NOTE 11. STOCK COMPENSATION

The Company maintains the Pathward Financial, Inc. 2002 Omnibus Incentive Plan, as amended and restated (the "2002 Omnibus Incentive Plan"), which, among other things, provides for the awarding of stock options, nonvested (restricted) shares, and performance share units ("PSUs") to certain officers and directors of the Company. Awards are granted by the Compensation Committee of the Board of Directors based on the performance of the award recipients or other relevant factors.

Compensation expense for share-based awards is recorded over the vesting period at the fair value of the award at the time of the grant.

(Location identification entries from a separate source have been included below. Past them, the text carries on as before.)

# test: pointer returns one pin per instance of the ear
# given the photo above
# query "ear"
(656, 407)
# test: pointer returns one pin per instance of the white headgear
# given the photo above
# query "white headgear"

The exercise price of options or fair value of nonvested (restricted) shares and performance share units granted under the Company’s 2002 Omnibus Incentive Plan is equal to the fair market value of the underlying stock at the grant date, adjusted for dividends where applicable. The Company has elected, with the adoption of ASU 2016-09, to record forfeitures as they occur.

The following tables show the activity of nonvested (restricted) shares and PSUs granted, vested, or forfeited under the 2002 Omnibus Incentive Plan for the three months ended December 31, 2022. There were no options granted, exercised, or forfeited under this plan during the three months ended December 31, 2022.
(Dollars in thousands, except per share data)Number of SharesWeighted Average Fair Value at Grant
Nonvested shares outstanding, September 30, 2022
474,348 $36.52 
Granted135,417 36.68 
Vested(181,240)34.71 
Forfeited or expired(1,017)41.82 
Nonvested shares outstanding, December 31, 2022
427,508 $37.32 
Performance share units outstanding, September 30, 2022
96,689 $42.59 
Granted(1)
59,115 38.94 
Vested  
Forfeited or expired  
Performance share units outstanding, December 31, 2022
155,804 $41.20 
(1) The number of PSUs granted reflects the target number of PSUs able to be earned under a given award.

At December 31, 2022, stock-based compensation expense not yet recognized in income totaled $10.9 million, which is expected to be recognized over a weighted average remaining period of 1.73 years.

NOTE 12. INCOME TAXES

The Company recorded an income tax expense of $6.6 million for the three months ended December 31, 2022, resulting in an effective tax rate of 18.79%, compared to an income tax expense of $14.3 million, or an effective tax rate of 18.89%, for the three months ended December 31, 2021. The Company’s effective tax rate was lower than the U.S. statutory rate of 21% primarily because of the anticipated effect of investment tax credits during fiscal year 2023. The Company's effective tax rate in the future will depend in part on actual investment tax credits generated from qualified solar energy property.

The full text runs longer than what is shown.